Quão frequente é a tentação da recusa em ouvir a voz do Senhor que clama dentro de nós, em nossa consciência, e nos fala pelas nossas comunidades e sinais dos tempos! Por isso a Igreja reza com o salmista: “Hoje, não fecheis o vosso coração, mas ouvi a voz do Senhor” (Sl 95). Preferimos, muitas vezes, permanecer na ignorância, na mesmice, no “deixa pra lá”. Não é tarefa fácil prestar ouvido ao apelo à conversão, à mudança de vida, pois pede desacomodo.

É preciso deixar-se tocar pelo Senhor: “Jesus aproximou-se, tocou neles e disse: ‘Levantai-vos! Não tenhais medo’” (Mt 17,7). É o toque do Senhor que nos acorda, que nos faz perceber e ver a história com outros olhos. Deixar-se tocar pelo Senhor é desenvolver a capacidade de ouvir as pessoas, de olhar o mundo com um olhar de Deus; de debruçar-se todos os dias sobre a Palavra de Deus e orientar a própria vida por ela. É deixar que o projeto do Pai ilumine nossos próprios projetos. É lançar-se com mais confiança nas mãos do Pai, sabendo que Ele cuida de todos nós.

O Servo de Deus, Pe. Júlio Maria De Lombaerde, fundador de nossa Congregação, comentando este evangelho, falava da importância de se retirar para ouvir o Senhor. Jesus – observava ele – conduziu os discípulos à parte sobre uma alta montanha. Significa que é preciso deixar de lado as distrações e preocupações mundanas para estar com o Senhor e ouvi-lo. “Enquanto uma alma está entregue às preocupações das noticias, aos devaneios, ao tumulto dos vãos pensamentos, fica escravizada pela imaginação e pelas distrações, e Deus não é para ela senão o Deus desconhecido de Atenas (At 17,23)”. E continua: “O homem distraído não se conhece a si mesmo, não vê o que deve reformar em si, não descobre razões de melhorar, de praticar a virtude. Toda a sua vida decorre no esquecimento de Deus e na ignorância dos próprios defeitos. (...) O homem espiritual, porém quer elevar-se da terra, aproximar-se de Jesus transfigurado, transfigurar-se com Ele pela prática da virtude” (Comentário Litúrgico, p. 164-165).

Sobe, pois, a montanha!
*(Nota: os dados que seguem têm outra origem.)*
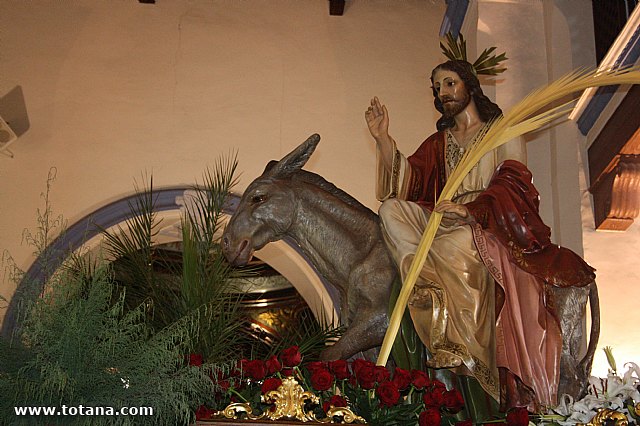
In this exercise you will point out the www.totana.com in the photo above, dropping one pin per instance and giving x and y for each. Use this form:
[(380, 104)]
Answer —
[(81, 410)]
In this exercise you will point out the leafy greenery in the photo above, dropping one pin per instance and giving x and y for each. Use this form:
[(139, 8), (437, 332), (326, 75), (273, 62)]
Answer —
[(77, 346), (124, 333)]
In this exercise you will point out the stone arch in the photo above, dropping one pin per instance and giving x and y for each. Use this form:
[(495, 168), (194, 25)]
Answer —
[(284, 256)]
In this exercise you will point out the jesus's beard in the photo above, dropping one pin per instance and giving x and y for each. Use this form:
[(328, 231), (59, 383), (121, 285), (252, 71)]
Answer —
[(455, 106)]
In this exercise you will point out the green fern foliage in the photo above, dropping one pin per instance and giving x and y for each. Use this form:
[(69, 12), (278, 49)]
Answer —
[(77, 346)]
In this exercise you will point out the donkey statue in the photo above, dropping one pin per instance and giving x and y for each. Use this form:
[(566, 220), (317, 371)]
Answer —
[(343, 240)]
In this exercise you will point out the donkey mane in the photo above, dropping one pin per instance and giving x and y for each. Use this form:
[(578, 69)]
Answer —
[(322, 183)]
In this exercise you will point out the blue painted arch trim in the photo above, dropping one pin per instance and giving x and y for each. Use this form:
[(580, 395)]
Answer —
[(628, 57)]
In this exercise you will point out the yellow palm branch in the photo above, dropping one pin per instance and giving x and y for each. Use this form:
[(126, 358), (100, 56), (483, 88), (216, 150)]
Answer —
[(524, 117)]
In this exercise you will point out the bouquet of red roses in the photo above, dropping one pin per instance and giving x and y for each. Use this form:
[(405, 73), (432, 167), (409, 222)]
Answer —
[(376, 394)]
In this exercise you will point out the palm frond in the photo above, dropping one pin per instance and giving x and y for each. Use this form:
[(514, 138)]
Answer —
[(455, 48), (524, 117)]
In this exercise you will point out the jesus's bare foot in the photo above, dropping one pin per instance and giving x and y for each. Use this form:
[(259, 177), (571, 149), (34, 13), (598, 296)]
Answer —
[(444, 359)]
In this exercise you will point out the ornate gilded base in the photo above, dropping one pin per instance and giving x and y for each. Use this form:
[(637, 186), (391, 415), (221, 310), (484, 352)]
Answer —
[(289, 402)]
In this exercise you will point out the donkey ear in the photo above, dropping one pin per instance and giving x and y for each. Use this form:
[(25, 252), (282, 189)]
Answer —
[(294, 160)]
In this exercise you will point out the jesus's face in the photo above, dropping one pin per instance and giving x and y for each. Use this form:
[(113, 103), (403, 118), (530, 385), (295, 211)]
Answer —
[(451, 91)]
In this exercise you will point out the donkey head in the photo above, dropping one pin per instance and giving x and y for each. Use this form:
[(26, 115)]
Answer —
[(267, 208)]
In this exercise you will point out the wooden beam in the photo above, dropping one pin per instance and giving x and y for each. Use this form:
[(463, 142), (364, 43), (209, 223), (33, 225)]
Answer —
[(336, 7), (614, 167)]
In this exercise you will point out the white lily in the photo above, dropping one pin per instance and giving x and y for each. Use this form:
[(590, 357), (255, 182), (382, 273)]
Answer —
[(611, 392)]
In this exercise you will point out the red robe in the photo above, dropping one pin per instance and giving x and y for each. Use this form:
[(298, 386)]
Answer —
[(515, 246)]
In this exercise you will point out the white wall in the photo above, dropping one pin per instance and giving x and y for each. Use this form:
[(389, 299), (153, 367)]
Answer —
[(115, 89)]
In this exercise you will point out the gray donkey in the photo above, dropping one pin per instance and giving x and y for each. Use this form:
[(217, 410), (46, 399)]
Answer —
[(340, 236), (343, 240)]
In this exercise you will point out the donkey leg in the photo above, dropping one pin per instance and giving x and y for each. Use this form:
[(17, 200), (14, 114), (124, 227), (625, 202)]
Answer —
[(366, 332)]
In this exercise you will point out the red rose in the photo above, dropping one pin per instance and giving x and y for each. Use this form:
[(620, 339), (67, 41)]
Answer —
[(382, 374), (419, 379), (433, 398), (430, 417), (453, 401), (321, 380), (437, 384), (287, 371), (388, 394), (518, 417), (366, 375), (314, 366), (272, 383), (273, 365), (359, 364), (195, 359), (255, 369), (334, 401), (291, 357), (340, 368), (402, 378)]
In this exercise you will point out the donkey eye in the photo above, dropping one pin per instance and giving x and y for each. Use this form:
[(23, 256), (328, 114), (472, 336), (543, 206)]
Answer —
[(258, 198)]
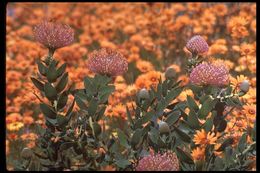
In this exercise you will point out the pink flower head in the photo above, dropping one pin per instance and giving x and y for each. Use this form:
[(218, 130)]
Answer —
[(210, 74), (159, 162), (197, 45), (53, 35), (107, 61)]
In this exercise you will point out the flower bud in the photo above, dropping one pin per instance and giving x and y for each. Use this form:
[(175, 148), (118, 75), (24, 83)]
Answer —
[(164, 127), (26, 153), (170, 73), (143, 94), (244, 86)]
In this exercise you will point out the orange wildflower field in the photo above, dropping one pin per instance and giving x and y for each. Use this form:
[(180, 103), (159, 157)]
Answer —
[(131, 86)]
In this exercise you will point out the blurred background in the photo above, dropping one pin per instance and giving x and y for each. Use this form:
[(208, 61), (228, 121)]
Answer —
[(152, 36)]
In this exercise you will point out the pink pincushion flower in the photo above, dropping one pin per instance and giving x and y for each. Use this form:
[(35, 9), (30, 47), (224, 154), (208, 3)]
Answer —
[(210, 74), (197, 45), (107, 61), (53, 35), (159, 162)]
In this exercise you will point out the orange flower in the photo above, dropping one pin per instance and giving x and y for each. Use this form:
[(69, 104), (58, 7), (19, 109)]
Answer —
[(120, 111), (203, 138), (184, 80), (235, 82), (28, 120), (141, 82), (198, 154), (13, 117), (237, 27), (247, 49), (15, 126), (175, 67), (144, 66)]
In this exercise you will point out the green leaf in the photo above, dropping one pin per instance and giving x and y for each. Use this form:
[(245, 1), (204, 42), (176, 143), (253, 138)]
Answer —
[(183, 136), (61, 69), (93, 105), (40, 129), (68, 114), (89, 86), (50, 92), (61, 120), (192, 104), (208, 124), (173, 117), (226, 143), (47, 111), (38, 84), (154, 135), (62, 83), (80, 103), (62, 101), (172, 95), (66, 145), (53, 122), (147, 117), (129, 115), (184, 156), (242, 143), (122, 138), (52, 74), (222, 125), (96, 129), (193, 119), (100, 113), (195, 88), (42, 68), (136, 138), (207, 106), (122, 163)]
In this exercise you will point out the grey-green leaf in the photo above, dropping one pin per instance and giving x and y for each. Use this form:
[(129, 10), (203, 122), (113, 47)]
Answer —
[(50, 92), (38, 84), (62, 83), (62, 101), (47, 110)]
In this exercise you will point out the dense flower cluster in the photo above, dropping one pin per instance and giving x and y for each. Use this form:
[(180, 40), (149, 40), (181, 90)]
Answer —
[(159, 162), (53, 35), (197, 45), (152, 37), (107, 61), (210, 74)]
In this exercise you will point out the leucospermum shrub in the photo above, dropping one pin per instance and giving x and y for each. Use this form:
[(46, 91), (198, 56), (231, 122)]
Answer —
[(114, 95)]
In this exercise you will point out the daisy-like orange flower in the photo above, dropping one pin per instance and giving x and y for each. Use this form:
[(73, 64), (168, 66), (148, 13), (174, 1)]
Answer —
[(144, 66), (235, 82), (247, 49), (15, 126), (204, 138), (198, 153)]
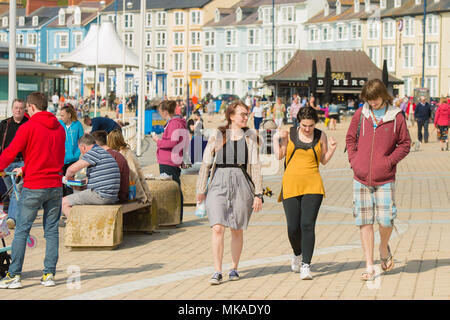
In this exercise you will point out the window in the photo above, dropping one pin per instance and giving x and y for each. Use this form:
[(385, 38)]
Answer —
[(253, 36), (195, 17), (178, 87), (148, 39), (388, 29), (32, 39), (19, 41), (408, 50), (179, 18), (267, 15), (374, 29), (431, 53), (209, 62), (77, 39), (129, 37), (178, 62), (432, 25), (431, 83), (210, 38), (287, 14), (287, 36), (267, 61), (342, 32), (389, 55), (128, 21), (326, 34), (313, 35), (178, 38), (230, 62), (356, 31), (231, 38), (195, 61), (374, 55), (148, 19), (195, 38), (253, 62), (161, 39), (61, 17), (161, 21), (161, 60), (408, 27)]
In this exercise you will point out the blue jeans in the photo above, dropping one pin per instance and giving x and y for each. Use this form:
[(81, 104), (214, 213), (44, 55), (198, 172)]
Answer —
[(29, 204), (12, 208)]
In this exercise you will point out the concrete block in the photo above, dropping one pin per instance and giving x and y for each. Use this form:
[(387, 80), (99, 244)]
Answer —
[(94, 226), (166, 199)]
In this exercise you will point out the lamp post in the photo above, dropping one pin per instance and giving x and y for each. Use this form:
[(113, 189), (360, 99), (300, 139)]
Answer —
[(102, 3), (423, 46), (12, 82), (129, 6), (141, 99)]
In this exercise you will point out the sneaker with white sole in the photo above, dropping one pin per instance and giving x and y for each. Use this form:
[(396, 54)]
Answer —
[(10, 282), (305, 272), (216, 278), (296, 262), (48, 280)]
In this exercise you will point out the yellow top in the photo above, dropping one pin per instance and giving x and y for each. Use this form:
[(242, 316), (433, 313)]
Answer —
[(302, 173)]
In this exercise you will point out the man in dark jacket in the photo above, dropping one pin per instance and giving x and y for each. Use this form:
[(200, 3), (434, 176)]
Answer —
[(422, 114), (8, 129)]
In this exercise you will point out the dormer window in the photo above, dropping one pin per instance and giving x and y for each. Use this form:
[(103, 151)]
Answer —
[(217, 16), (61, 17), (35, 21), (77, 16), (367, 5), (356, 6), (238, 14)]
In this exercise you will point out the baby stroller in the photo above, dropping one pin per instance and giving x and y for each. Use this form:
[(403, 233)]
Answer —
[(5, 258)]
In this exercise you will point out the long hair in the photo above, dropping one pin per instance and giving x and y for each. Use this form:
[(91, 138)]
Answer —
[(231, 110), (116, 141)]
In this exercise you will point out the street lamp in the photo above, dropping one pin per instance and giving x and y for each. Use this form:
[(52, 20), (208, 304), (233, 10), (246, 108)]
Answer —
[(129, 6), (102, 4)]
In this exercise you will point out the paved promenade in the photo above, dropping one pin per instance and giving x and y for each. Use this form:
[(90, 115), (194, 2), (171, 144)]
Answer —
[(177, 263)]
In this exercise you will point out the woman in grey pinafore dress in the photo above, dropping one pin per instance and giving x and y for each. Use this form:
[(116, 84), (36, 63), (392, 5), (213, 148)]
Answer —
[(235, 187)]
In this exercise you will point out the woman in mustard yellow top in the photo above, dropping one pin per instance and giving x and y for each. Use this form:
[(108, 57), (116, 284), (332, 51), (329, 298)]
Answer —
[(302, 187)]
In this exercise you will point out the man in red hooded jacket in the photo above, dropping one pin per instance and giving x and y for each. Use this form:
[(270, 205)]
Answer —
[(41, 141), (377, 140)]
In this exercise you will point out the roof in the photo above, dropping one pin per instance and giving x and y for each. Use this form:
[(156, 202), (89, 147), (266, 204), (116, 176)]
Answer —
[(356, 62), (249, 12), (157, 4)]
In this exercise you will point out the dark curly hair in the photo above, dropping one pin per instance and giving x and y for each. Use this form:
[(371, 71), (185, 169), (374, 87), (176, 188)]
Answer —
[(307, 113)]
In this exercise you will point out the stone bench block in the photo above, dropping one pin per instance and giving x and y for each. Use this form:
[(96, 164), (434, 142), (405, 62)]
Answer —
[(166, 199), (189, 188), (94, 226)]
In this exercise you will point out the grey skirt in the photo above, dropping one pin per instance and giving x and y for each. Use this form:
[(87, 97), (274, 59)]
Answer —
[(229, 199)]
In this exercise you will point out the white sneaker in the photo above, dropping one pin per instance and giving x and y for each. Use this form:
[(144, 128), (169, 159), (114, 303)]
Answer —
[(295, 263), (305, 272)]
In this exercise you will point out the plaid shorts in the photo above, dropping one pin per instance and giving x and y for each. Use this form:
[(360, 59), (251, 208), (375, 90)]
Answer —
[(370, 202)]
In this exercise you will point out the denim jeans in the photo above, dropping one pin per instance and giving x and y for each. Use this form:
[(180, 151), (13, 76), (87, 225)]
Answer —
[(30, 202), (12, 208)]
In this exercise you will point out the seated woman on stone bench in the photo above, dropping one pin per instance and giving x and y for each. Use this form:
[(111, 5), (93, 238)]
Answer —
[(103, 176)]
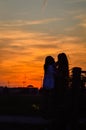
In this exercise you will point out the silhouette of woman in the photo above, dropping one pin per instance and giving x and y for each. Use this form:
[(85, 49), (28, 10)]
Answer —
[(49, 73), (62, 73), (49, 85), (61, 86)]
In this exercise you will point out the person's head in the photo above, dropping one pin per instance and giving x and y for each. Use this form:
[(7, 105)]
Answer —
[(49, 60), (62, 59)]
Escuta o Mestre! Deixa-te tocar por ele! Põe-te de pé e segue a Jesus! Não tenhas medo de ouvi-lo e de segui-lo! O movimento é sempre este: subida e descida: subir a Montanha para estar com ele. Descer a Montanha para estar com os outros de modo novo, iluminado, transfigurado, encantado, fortalecido.

*Lembramos hoje a vocação ao ministério ordenado: diácono, padre e bispo. Seria bom fazermos, hoje, uma prece pelo nosso pároco, pelos padres que conhecemos, por aqueles que nos marcaram na fé, por aqueles padres que passam por dificuldades, tribulações, desencanto e enfermidades, por aqueles que vivem em situação de risco, de violência, de miséria. E vamos pedir ao Pai que envie padres profetas e santos para sua Igreja. Sacerdotes configurados a Cristo-Servo.